No train was near the site when the bomb was discovered, said officials with the state rail company RENFE. The bomb failed to detonate, because it wasn't properly connected, officials said.
The discovery rattled a country still traumatized by the March 11 attacks in Madrid, which officials have blamed on an Islamic extremist group from Morocco. Authorities stepped up security Friday on Spain's entire rail network, and used soldiers to provide surveillance.
"A handful of madmen are behind this, but the rule of law will prevail," said Juan Jose Imbroda, president of the Spanish enclave of Melilla on the Moroccan coast.
Imbroda was among travelers stranded at Madrid's Atocha station, where trains were bombed last month, after his southbound train was canceled.
Judge Teresa Palacio, the magistrate on duty yesterday at the National Court, said there was no evidence pointing to either the armed Basque separatist group ETA or the Al Qaeda terror network in the failed attack, a court official said. ETA has targeted Spanish rail lines in the past.
Interior Minister Angel Acebes said it was too early to say who planted the bomb. Authorities believe it was placed at the scene yesterday because the bag was dry, the ground was wet, and a 450-foot cable attached to a detonator looked new.
Initial analysis of the bomb suggested it used the same brand of Spanish dynamite, Goma 2 Eco, used in the March 11 backpack bombs. Those bombs were detonated by cellphones.
He said security guards may have scared away the bomber or bombers as they planted the device.
Yesterday was a busy travel day in Spain, as trains and highways were full of people leaving home for Easter vacation. There was no warning about the bomb, Acebes said.
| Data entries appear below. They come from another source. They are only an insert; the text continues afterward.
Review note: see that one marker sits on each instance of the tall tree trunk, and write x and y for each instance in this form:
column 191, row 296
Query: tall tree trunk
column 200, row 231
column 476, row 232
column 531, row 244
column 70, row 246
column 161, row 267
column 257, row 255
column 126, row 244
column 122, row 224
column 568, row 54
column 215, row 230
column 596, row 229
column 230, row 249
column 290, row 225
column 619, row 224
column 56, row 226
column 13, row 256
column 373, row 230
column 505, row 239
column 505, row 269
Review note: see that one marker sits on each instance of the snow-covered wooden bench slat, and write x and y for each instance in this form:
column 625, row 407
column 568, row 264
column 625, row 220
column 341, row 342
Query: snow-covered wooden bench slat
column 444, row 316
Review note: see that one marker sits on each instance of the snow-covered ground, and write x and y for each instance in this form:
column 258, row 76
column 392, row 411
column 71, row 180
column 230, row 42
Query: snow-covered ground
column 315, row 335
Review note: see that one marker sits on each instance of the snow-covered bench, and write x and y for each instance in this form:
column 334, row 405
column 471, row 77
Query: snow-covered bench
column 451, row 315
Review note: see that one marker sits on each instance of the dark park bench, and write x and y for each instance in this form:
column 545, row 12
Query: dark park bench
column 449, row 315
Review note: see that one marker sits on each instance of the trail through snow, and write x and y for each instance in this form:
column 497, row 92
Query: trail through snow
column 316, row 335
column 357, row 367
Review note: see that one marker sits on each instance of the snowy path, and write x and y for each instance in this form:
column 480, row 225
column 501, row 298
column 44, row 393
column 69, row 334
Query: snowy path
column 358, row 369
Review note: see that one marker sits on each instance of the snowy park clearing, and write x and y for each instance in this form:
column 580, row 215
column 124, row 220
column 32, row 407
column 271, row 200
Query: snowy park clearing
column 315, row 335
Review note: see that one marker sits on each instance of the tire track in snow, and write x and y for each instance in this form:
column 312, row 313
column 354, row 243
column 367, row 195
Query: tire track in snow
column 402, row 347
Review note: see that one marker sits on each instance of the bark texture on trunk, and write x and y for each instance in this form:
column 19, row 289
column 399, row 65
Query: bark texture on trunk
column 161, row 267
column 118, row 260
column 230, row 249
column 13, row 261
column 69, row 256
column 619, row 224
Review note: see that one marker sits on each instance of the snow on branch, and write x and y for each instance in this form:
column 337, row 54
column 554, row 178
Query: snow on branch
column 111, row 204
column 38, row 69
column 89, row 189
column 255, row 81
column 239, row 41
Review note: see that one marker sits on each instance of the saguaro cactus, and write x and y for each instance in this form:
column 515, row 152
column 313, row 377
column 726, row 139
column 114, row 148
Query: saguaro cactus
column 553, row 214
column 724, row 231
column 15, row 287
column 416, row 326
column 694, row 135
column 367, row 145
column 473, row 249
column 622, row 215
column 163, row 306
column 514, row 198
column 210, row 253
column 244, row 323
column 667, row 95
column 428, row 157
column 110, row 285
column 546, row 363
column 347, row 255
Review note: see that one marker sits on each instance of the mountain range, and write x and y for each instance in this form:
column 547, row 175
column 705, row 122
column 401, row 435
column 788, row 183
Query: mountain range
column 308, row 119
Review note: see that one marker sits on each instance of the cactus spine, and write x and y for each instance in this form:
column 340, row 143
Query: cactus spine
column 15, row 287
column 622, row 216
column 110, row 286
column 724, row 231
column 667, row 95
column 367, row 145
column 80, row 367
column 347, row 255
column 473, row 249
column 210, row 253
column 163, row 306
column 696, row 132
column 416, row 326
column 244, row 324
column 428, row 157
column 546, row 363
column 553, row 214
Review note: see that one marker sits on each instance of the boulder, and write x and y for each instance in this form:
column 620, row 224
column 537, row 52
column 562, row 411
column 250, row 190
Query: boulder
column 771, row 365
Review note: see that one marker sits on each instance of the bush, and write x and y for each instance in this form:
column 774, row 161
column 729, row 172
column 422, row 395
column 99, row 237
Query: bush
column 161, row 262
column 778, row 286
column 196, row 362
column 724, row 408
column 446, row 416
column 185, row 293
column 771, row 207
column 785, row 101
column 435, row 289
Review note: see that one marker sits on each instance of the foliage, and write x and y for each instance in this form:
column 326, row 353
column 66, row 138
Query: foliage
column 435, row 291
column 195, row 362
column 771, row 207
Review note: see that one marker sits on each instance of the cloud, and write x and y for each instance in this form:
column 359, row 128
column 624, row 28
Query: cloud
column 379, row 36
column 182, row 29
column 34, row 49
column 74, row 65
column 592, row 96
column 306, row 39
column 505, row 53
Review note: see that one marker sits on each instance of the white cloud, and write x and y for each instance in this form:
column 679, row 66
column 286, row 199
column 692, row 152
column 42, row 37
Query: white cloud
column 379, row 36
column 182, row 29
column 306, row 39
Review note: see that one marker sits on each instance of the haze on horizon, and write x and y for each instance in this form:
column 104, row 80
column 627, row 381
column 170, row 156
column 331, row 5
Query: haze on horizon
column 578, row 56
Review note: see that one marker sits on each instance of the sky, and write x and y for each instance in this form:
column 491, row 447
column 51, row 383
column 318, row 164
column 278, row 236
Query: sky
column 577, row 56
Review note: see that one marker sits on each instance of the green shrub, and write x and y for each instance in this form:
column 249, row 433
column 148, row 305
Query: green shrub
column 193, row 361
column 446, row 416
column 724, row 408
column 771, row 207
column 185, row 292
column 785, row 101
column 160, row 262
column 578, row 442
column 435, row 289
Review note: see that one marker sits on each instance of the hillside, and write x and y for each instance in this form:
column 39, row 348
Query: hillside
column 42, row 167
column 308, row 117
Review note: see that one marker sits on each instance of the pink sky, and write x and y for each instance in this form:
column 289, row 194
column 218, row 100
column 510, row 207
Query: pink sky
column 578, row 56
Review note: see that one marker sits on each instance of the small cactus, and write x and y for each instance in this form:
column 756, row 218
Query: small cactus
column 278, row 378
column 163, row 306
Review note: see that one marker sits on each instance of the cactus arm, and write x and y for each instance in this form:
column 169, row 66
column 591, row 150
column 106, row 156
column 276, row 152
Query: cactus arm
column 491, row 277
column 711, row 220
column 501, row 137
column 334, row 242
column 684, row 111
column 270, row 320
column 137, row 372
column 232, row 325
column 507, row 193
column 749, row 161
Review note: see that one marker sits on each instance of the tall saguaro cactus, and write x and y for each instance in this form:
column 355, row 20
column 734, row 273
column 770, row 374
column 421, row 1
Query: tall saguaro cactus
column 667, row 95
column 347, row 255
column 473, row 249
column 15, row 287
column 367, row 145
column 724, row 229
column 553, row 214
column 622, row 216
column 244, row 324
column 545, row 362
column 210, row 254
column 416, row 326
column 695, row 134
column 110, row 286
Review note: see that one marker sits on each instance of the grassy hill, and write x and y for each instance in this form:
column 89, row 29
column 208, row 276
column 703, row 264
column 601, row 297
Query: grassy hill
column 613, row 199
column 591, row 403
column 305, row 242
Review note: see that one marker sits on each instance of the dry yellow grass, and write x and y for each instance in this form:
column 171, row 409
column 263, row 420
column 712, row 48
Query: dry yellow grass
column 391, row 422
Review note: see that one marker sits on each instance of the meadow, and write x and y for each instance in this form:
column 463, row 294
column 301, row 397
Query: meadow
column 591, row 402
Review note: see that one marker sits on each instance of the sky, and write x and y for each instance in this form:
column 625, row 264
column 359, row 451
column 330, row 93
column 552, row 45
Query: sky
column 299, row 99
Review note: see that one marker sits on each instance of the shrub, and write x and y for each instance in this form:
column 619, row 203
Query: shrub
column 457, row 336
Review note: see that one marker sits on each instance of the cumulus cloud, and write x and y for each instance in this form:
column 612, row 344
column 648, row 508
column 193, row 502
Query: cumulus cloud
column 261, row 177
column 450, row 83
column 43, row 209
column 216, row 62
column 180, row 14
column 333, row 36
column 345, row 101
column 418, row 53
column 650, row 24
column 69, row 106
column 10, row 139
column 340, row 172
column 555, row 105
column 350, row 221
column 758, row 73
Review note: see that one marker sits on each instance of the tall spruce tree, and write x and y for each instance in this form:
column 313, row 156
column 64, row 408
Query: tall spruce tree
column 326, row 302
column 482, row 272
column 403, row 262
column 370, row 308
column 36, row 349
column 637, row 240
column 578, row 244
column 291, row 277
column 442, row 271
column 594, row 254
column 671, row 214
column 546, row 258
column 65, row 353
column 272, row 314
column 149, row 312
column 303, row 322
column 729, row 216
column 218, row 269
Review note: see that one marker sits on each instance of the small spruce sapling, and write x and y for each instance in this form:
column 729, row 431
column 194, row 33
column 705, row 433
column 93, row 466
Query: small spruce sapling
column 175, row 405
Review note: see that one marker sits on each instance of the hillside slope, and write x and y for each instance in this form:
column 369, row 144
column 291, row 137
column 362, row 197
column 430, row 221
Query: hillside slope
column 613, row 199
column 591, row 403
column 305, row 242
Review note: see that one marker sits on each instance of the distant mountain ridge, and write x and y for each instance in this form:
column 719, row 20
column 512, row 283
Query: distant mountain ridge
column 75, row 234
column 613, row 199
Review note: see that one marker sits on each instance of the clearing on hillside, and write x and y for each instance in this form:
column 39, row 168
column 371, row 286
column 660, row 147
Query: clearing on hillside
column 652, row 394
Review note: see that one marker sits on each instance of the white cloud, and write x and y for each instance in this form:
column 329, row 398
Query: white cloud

The line where the bomb was found mainly serves Spain's AVE bullet trains, which have a maximum speed of 190 miles per hour. Authorities will inspect the entire Madrid-Seville line, Acebes said. Service on the line was suspended until at least today.
Spain's entire rail system will get a new security system employing helicopters, four-wheel-drive cars, and armored vehicles from the Spanish army, Acebes said.
The find came as a Spanish judge charged a 15th suspect in the March 11 bombings on four commuter trains, Spain's worst terror attack, which also wounded more than 1,800 people. The government has said its investigation is focused on the Moroccan Islamic Combatant Group, which has links to Al Qaeda. Otman El Gnaout, a Moroccan, was jailed yesterday on terrorism charges.
Six of the 15 suspects are charged with mass murder, while the remaining nine are accused of collaborating with or belonging to a terrorist organization.